Os
fatos que ora narro ocorreram de recente numa cidade provinciana, nos limites
da Capital.
Famílias
de influentes religiosos e influentes políticos fizeram aliança para assumirem
a gestão da singela cidade de Nova Jerusalém. Para selar o pacto acertaram, sem
consultar os interessados, o casamento de Elis A Beth e um tal Cardoso. Ocorre
que, numa certa, tarde Elis A Beth, encontrando-se só – os pais viajavam – recebeu a visita de um parente
sacerdote que pretestou portar noticias de uma tia distante. Elis A Beth o
acolheu, “era parente, era sacerdote, trazia noticias de uma tia distante...,
era gentileza oferecer-lhe ao menos um copo d’água...
Era
tese central do pacto político entre os influentes religiosos e os influentes
políticos a defesa da “família tradicional” e seus valores. E caberia ao tal
Cardoso, distinto intelectual, elaborar as bases programática da futura
campanha eleitoral, ressaltando os tais valores que garantiriam a sacralidade
da família tradicional, os direitos dos cidadãos de bem, a responsabilidade da
mulher-mãe, sob qualquer circunstância, em garantir os desígnios divinos.
Elis
A Beth ficou meses em viagem. Diziam ter ido assistir a prima distante. Quando
retornou sucumbiu aos interesses de seu clã, casou-se com o tal Cardoso, que
ciente do seu infortúnio, mas visando manter o pacto pela gestão da cidadela, acolheu-a
distintamente.
Elisa
a Beth, por completar 17 anos, apareceu na noite de Natal, num especial
televisivo, discursando a respeito do dom da vida e da responsabilidade da
mulher-mãe, sob qualquer circunstância, em garantir os desígnios divinos.

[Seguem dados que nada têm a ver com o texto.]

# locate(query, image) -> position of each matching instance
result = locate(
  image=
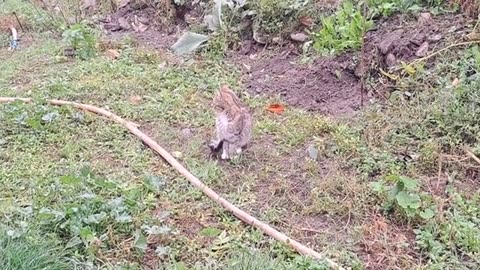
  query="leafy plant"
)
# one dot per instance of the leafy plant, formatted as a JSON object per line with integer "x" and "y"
{"x": 454, "y": 243}
{"x": 404, "y": 195}
{"x": 82, "y": 39}
{"x": 341, "y": 31}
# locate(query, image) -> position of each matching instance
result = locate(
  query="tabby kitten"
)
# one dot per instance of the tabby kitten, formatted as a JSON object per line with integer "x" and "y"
{"x": 233, "y": 123}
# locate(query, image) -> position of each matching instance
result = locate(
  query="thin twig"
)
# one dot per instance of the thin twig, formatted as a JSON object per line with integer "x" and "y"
{"x": 362, "y": 55}
{"x": 439, "y": 176}
{"x": 242, "y": 215}
{"x": 444, "y": 49}
{"x": 18, "y": 21}
{"x": 471, "y": 154}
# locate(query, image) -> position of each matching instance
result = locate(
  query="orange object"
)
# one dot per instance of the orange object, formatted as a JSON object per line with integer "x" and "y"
{"x": 276, "y": 108}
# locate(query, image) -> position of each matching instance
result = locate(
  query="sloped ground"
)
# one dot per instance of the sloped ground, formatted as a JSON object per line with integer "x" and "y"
{"x": 326, "y": 201}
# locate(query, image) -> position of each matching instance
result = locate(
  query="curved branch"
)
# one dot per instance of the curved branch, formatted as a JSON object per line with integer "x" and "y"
{"x": 244, "y": 216}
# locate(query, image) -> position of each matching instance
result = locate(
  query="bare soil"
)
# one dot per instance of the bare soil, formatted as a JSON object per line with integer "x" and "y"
{"x": 330, "y": 86}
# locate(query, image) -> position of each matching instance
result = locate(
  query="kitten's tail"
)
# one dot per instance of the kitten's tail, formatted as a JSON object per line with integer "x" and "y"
{"x": 216, "y": 148}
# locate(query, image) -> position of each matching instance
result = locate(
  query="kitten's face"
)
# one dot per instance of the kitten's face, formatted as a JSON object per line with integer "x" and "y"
{"x": 226, "y": 100}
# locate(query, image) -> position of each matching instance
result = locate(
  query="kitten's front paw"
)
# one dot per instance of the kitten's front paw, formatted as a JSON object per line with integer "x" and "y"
{"x": 225, "y": 156}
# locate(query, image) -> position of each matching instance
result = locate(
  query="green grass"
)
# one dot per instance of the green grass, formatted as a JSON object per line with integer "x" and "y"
{"x": 33, "y": 253}
{"x": 94, "y": 195}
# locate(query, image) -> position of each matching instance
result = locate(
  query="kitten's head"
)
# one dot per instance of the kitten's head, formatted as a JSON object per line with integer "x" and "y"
{"x": 226, "y": 100}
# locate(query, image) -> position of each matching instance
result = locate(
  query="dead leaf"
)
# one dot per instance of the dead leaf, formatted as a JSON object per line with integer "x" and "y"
{"x": 422, "y": 50}
{"x": 112, "y": 54}
{"x": 86, "y": 4}
{"x": 300, "y": 37}
{"x": 135, "y": 99}
{"x": 390, "y": 60}
{"x": 177, "y": 154}
{"x": 121, "y": 3}
{"x": 305, "y": 20}
{"x": 473, "y": 36}
{"x": 276, "y": 108}
{"x": 124, "y": 23}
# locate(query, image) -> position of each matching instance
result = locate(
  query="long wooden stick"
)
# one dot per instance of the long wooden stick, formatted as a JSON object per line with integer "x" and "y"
{"x": 244, "y": 216}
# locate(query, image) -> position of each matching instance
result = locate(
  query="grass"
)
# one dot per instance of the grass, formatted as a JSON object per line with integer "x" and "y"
{"x": 91, "y": 195}
{"x": 31, "y": 253}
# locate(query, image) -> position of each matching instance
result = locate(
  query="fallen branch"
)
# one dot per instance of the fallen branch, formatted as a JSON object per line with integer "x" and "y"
{"x": 247, "y": 218}
{"x": 444, "y": 49}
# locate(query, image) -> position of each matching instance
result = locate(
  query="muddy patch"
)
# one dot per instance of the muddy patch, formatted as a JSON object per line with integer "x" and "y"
{"x": 328, "y": 85}
{"x": 331, "y": 85}
{"x": 403, "y": 39}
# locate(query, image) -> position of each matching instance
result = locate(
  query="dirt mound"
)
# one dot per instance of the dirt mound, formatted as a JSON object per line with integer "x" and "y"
{"x": 402, "y": 38}
{"x": 331, "y": 85}
{"x": 328, "y": 85}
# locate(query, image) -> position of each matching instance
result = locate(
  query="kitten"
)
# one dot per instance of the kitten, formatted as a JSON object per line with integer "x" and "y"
{"x": 233, "y": 123}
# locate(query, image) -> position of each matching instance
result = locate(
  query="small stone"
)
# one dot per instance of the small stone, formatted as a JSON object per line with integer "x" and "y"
{"x": 300, "y": 37}
{"x": 276, "y": 40}
{"x": 187, "y": 133}
{"x": 177, "y": 154}
{"x": 422, "y": 50}
{"x": 435, "y": 37}
{"x": 124, "y": 23}
{"x": 391, "y": 38}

Tomava por modelo a judia Maria.
Nos
olhos de Elis A Beth se antevia, no entanto, que ela desejava outra narrativa,
a sua narrativa. A narrativa de uma certa tarde sombria, em que um parente
sacerdote, aproveitando a ausência dos seus pais... Aquela tarde povoa suas
noites de sono, a sufoca de dor e o sofrimento, mas daquela tarde ela nunca
pode falar. E, em frete as telas, é preciso sorrir e manter o pacto.
Elis
A Beth, nos bastidores, chorou o filho que não nasceu, o menino Jesus abortado,
exigência do tal Cardoso e assentido pelos influentes religiosos, para garantir
a aliança pela governança da provinciana cidadela aos limites da Capital.